Further PetroSA scandals erupt as new state oil company sets ambitious agenda.
Further PetroSA scandals erupt as new state oil company sets ambitious agenda.

Just as the Central Energy Fund (CEF) launched the South African National Petroleum Company (SANPC), with lofty ambitions to revitalise the oil, gas and liquid fuels sector, further scandals have erupted at PetroSA – one of its key subsidiaries – raising alarm over governance, competence, and transparency.
Part 1 and Part 2 of amaBhungane’s investigative report entitled “Dirty Fuels” published this past week have exposed PetroSA’s involvement in a string of questionable diesel and petrol trading deals. These include a contaminated fuel import that could cost the taxpayer billions of rands, and opaque transactions with little to no internal oversight. Insiders have described the state oil company’s trading arm as a “shambolic empire” riddled with irregularities, poor risk management and political interference.

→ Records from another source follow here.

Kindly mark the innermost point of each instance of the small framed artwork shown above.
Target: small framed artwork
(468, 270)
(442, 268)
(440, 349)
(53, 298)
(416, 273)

These revelations cast a dark cloud over the credibility of the new SANPC, which is consolidating PetroSA, iGas and the Strategic Fuel Fund under one banner. The company is meant to spearhead South Africa’s fuel security strategy – reviving local refining, expanding storage, and securing international crude and LNG supply lines. Last week, SANPC’s holding company, CEF, presented an ambitious gas and liquid fuels roadmap to Parliament.
Plans include sourcing imported liquified natural gas (LNG) for South Africa, anchored by ambitions for 7000 MW of gas-to-power, and bolstering infrastructure to mitigate the looming gas supply cliff for industrial users as Sasol’s Pande-Temane gas fields in southern Mozambique decline from 2026.
However, the scandals now engulfing PetroSA have raised urgent questions about SANPC’s ability to act as a credible custodian of national energy security. While CEF insists that strong governance and accountability mechanisms will be embedded in the new structure, critics warn that consolidation without reform could simply centralise dysfunction.
Unless swift corrective action is taken, the state’s energy oil, gas and liquid fuels ambitions risk being derailed by the very institutions tasked with delivering them.